UDP applications using cmsg with IP_PKTINFO is really a good idea.

>>
>> Thanks a lot if you can help me fix these. Have a nice day.
>>
> .
> 

Thanks a lot for your advice.

Re: some trouble when using vrf

[David Ahern]

On 4/16/19 8:22 PM, linmiaohe wrote:
> 
> 
> On 2019/4/16 23:20, David Ahern wrote:
>> On 4/16/19 5:26 AM, linmiaohe wrote:
>>>     ...
>>>     bind(sock_fd, (struct sockaddr *)&addr_serv, sizeof(addr_serv));
>>>     ...
>>>     ret = setsockopt(sock_fd, SOL_SOCKET, SO_BINDTODEVICE, bind_dev, strlen(bind_dev)+1);
>>>     ...
>>>     This code snipet doesn't work if the ip address of addr_serv is not in default vrf. And
>>> "Cannot assign requested address" will occurs.
>>
>> Applications must bind to the device first and then bind to the local
>> address. As I recall this applies regardless of whether it is a VRF or
>> other.
>>
>>
> It should be, but unfortunately some applications break this.
> 

Sure, I have an open item on my to-do list about re-verifying bound
addresses when the device binding changes (and vice versa). This is not
a problem VRF introduced, but VRF use case does bring more attention to it.

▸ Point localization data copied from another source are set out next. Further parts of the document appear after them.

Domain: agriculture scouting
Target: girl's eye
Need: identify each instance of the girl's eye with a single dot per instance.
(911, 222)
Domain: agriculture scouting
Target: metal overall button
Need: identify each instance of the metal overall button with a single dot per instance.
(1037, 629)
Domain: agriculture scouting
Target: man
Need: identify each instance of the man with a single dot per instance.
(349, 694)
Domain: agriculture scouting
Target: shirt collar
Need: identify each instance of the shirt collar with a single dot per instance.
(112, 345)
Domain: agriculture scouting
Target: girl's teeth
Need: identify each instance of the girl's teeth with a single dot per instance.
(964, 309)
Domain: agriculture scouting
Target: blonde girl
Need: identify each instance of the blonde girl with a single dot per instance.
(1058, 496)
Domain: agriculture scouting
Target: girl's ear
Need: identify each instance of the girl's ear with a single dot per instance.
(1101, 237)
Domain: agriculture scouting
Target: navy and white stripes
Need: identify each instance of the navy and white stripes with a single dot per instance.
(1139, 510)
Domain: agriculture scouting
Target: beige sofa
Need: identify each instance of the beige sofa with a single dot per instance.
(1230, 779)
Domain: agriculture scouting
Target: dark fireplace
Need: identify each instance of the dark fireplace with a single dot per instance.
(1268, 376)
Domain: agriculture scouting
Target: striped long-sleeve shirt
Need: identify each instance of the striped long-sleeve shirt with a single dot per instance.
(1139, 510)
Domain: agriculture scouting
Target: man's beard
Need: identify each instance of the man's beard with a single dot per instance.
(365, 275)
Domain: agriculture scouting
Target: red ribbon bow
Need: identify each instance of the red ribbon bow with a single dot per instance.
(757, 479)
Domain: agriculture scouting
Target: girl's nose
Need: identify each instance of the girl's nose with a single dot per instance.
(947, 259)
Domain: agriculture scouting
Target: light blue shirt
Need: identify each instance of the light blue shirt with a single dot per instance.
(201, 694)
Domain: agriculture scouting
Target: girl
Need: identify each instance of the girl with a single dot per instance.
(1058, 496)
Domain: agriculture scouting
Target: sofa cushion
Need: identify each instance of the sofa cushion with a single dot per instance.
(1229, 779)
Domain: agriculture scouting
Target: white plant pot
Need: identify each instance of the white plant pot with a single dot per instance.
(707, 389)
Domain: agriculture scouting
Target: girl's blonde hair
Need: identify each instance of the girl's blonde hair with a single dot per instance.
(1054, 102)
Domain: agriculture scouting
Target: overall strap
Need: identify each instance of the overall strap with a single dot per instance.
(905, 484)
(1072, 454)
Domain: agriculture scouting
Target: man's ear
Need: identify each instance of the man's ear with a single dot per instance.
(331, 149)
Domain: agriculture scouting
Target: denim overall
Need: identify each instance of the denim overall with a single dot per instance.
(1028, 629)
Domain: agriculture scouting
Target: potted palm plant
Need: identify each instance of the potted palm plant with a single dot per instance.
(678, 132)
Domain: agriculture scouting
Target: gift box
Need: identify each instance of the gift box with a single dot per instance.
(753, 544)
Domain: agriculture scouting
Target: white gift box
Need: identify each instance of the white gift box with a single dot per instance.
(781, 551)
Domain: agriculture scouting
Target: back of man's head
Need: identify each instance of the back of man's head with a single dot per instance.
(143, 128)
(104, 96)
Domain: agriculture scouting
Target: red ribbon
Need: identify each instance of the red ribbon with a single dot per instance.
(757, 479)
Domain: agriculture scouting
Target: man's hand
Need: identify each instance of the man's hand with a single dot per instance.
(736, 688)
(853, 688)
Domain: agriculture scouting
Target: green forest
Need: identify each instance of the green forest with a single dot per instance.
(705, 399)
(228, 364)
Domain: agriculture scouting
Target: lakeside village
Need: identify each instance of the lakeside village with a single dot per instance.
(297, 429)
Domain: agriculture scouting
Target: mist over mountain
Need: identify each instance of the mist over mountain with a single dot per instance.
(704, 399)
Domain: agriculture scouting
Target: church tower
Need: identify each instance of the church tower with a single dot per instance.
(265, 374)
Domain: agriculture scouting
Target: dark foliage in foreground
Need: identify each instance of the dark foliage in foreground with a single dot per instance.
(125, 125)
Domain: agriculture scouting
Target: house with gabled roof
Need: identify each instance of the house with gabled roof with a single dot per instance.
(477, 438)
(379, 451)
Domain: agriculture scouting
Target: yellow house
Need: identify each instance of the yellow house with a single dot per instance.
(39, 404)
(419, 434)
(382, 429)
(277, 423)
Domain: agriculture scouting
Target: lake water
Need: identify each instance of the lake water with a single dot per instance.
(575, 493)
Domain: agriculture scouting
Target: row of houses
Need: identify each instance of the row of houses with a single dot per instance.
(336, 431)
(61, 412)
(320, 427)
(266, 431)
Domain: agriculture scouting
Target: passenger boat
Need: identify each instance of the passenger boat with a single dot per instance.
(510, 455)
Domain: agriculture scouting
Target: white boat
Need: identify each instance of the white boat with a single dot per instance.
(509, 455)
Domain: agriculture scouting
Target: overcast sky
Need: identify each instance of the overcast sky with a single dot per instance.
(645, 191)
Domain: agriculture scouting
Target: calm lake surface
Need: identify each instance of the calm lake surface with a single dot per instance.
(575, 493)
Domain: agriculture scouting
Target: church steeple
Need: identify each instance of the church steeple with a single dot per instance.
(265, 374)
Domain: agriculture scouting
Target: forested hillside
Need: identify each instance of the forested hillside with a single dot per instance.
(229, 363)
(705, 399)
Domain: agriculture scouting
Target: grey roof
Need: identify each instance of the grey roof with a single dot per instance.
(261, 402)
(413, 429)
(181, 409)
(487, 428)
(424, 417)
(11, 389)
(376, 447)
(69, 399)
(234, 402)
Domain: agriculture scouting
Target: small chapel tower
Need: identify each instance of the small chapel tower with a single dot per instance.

Re: some trouble when using vrf

[linmiaohe]

On 2019/4/17 12:56, David Ahern wrote:
> On 4/16/19 8:22 PM, linmiaohe wrote:
>>
>>
>> On 2019/4/16 23:20, David Ahern wrote:
>>> On 4/16/19 5:26 AM, linmiaohe wrote:
>>>>     ...
>>>>     bind(sock_fd, (struct sockaddr *)&addr_serv, sizeof(addr_serv));
>>>>     ...
>>>>     ret = setsockopt(sock_fd, SOL_SOCKET, SO_BINDTODEVICE, bind_dev, strlen(bind_dev)+1);
>>>>     ...
>>>>     This code snipet doesn't work if the ip address of addr_serv is not in default vrf. And
>>>> "Cannot assign requested address" will occurs.
>>>
>>> Applications must bind to the device first and then bind to the local
>>> address. As I recall this applies regardless of whether it is a VRF or
>>> other.
>>>
>>>
>> It should be, but unfortunately some applications break this.
>>
> 
> Sure, I have an open item on my to-do list about re-verifying bound
> addresses when the device binding changes (and vice versa). This is not
> a problem VRF introduced, but VRF use case does bring more attention to it.
> 
> 

Cherrs! I can't wait to enjoy the source code of the item. Please let
me know if you work out it. Thanks a lot.